Namun, ahli mineralogi liat dari Departemen Ilmu Tanah dan Sumber Daya Lahan IPB Bogor, Iskandar, yang melihat debu vulkanik kaya akan unsur hara penyubur tanah, tak serta-merta membuat tanah subur.
”Itu harus menunggu waktu hingga 10 tahun.
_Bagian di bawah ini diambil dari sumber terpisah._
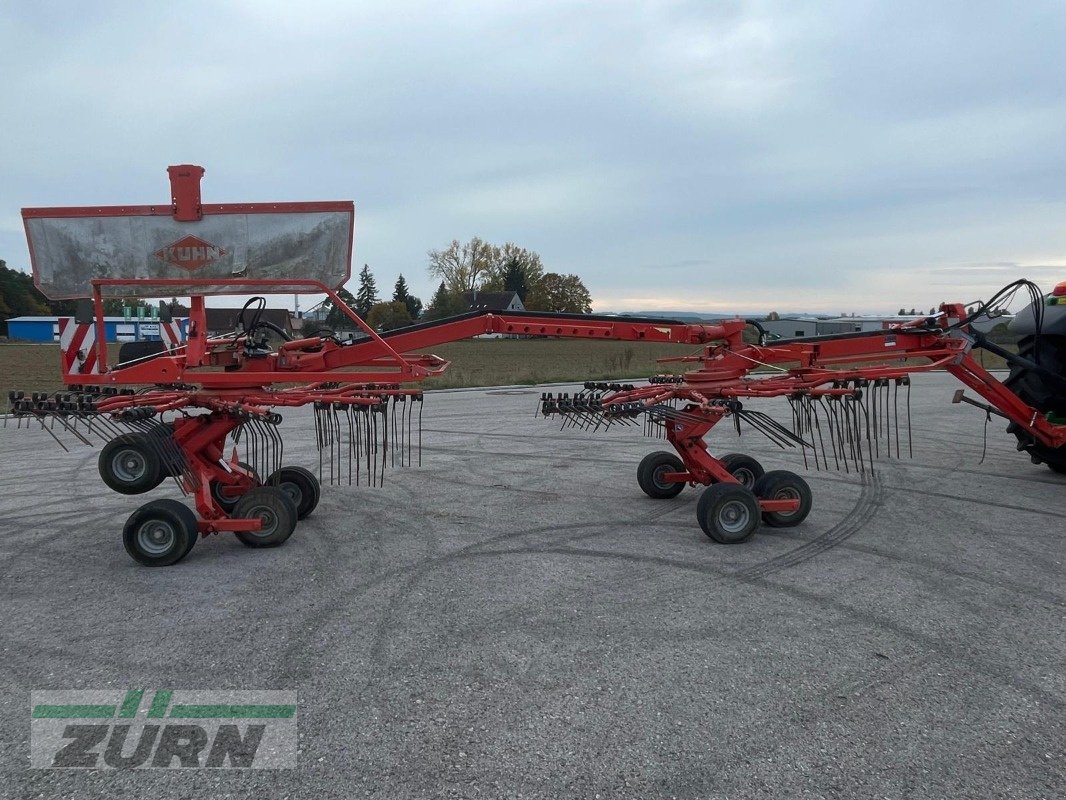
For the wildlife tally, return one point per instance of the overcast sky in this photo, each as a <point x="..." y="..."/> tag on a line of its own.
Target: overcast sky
<point x="706" y="156"/>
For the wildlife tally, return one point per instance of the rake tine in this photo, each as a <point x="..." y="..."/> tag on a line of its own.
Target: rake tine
<point x="910" y="442"/>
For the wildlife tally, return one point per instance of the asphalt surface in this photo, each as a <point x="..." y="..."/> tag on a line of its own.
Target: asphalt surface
<point x="516" y="619"/>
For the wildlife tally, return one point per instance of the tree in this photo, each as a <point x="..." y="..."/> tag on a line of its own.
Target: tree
<point x="514" y="269"/>
<point x="388" y="316"/>
<point x="367" y="296"/>
<point x="463" y="267"/>
<point x="336" y="317"/>
<point x="556" y="292"/>
<point x="445" y="303"/>
<point x="401" y="294"/>
<point x="18" y="296"/>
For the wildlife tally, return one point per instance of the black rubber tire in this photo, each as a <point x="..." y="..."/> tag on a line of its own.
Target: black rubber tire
<point x="651" y="466"/>
<point x="129" y="465"/>
<point x="780" y="484"/>
<point x="743" y="467"/>
<point x="727" y="512"/>
<point x="228" y="502"/>
<point x="160" y="533"/>
<point x="302" y="486"/>
<point x="1049" y="351"/>
<point x="277" y="511"/>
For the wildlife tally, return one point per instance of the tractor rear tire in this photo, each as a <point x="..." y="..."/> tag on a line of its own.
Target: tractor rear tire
<point x="160" y="533"/>
<point x="780" y="484"/>
<point x="650" y="470"/>
<point x="728" y="513"/>
<point x="274" y="508"/>
<point x="129" y="465"/>
<point x="302" y="486"/>
<point x="1046" y="396"/>
<point x="743" y="467"/>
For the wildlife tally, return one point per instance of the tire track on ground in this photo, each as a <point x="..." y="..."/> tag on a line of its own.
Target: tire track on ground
<point x="870" y="499"/>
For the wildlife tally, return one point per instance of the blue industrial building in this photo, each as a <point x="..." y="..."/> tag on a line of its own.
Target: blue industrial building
<point x="118" y="329"/>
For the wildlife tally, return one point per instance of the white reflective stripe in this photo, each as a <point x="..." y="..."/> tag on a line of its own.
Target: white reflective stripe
<point x="66" y="332"/>
<point x="171" y="334"/>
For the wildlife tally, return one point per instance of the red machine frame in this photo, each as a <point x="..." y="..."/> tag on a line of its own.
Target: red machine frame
<point x="373" y="370"/>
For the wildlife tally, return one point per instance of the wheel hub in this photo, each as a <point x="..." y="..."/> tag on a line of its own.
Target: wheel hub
<point x="156" y="538"/>
<point x="733" y="516"/>
<point x="129" y="465"/>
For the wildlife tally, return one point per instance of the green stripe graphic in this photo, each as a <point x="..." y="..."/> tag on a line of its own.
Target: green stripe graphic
<point x="159" y="703"/>
<point x="73" y="712"/>
<point x="230" y="712"/>
<point x="131" y="703"/>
Upaya percepatan pelapukan dapat dilakukan dengan menambah kompos, urea, dan ekstrak senyawa humat atau senyawa hasil ekstraksi bahan organik pada humus,” kata Iskandar.
Dalam uji laboratorium, penambahan senyawa itu akan mempercepat pelapukan hingga sekitar separuhnya atau cukup lima tahun saja.
”Berbagai unsur hara, termasuk belerang, yang ada pada permukaan material debu vulkanik sangat mudah terbawa air saat hujan tiba. Adapun unsur hara yang ada dalam partikel debu vulkanik akan dikeluarkan secara perlahan hingga waktu yang lama,” ujar Iskandar.
Debu vulkanik yang sudah dingin, kata Iskandar, dapat langsung dimanfaatkan sebagai media tanam. Namun, jika ditambah kompos hingga pelapukannya jadi cepat, debu vulkanik itu akan menjadi pupuk.
Namun, Abdul Syukur dari UGM mengatakan, jika campuran debu vulkanik itu dijaga kelembabannya agar cepat menyatu, hanya diperlukan dua hingga tiga minggu tanah itu dapat ditanami. ”Tanaman apa saja bisa,” ujarnya.
Sementara itu, Irsal Las, Kepala Balai Besar Sumber Daya Lahan Pertanian Kementerian Pertanian, mengatakan, unsur hara yang terkandung dalam pasir dan debu vulkanik, antara lain, adalah kalium, natrium, fosfor, kalsium, dan magnesium. Dalam jangka panjang, material tersebut dapat menyuburkan tanah.
Adapun daerah dengan timbunan abu vulkanik sangat tebal akan lebih baik jika menggunakan pengembangan tanaman tahunan.